Congress says: Don't settle for less
Senator Charles Schumer, who is preparing a bill to expand federal wage insurance for displaced workers.
KAI RYSSDAL: Notwithstanding the stock market's bumpy ride the past couple days, there's plenty of evidence the U.S. economy, overall, is less volatile than it used to be. Recessions aren't as deep. Peaks aren't as high.
But the same can't really be said for individual workers. Wages have become more unstable, rising and dropping from one year to the next. It's called wage volatility. And Marketplace's John Dimsdale reports Congress has added it to the list of things to do.
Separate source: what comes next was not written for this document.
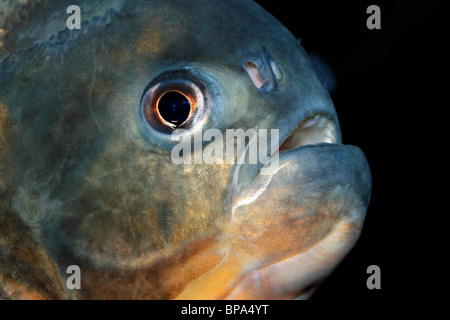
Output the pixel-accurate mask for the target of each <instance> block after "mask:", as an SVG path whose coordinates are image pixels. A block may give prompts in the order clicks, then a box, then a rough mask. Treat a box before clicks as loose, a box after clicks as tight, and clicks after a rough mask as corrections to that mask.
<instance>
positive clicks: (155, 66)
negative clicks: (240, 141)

JOHN DIMSDALE: Of the 4 million Americans laid-off between 2003 and 2005, half took a pay cut in their next job.
Senator Charles Schumer, a Democrat from New York, says a lot of workers feel the financial ground shifting beneath their feet.
CHARLES SCHUMER: And if the recession in the manufacturing sector that hit our radar screens this week spreads throughout our economy, the economic rollercoaster for families will only get worse.
Senator Schumer is preparing a bill to expand federal wage insurance for displaced workers who take a pay cut in their next job. To cushion the salary loss, wage insurance would likely pay a worker 50 percent of the difference between the old and new salaries — probably for two years, although the details are still being worked out.
Even if the payment is capped at $10,000 per worker, the annual cost would be more than $4 billion.
That's steep. Even for unions and some Democrats like Carolyn Maloney, a House member from New York. She worries wage insurance would siphon money away from existing benefits.
CAROLYN MALONEY: Wage insurance may well have a role to play, but implementing it should not come at the expense of shoring up the unemployment insurance system or trade adjustment assistance — both of which are in dire need of reform.
Unions also believe wage insurance would give laid-off workers incentives to take inferior jobs at lower salaries. Instead, they favor improving the federal/state unemployment insurance safety net. And beefing up training programs for workers who's jobs have been outsourced.
In Washington, I'm John Dimsdale for Marketplace.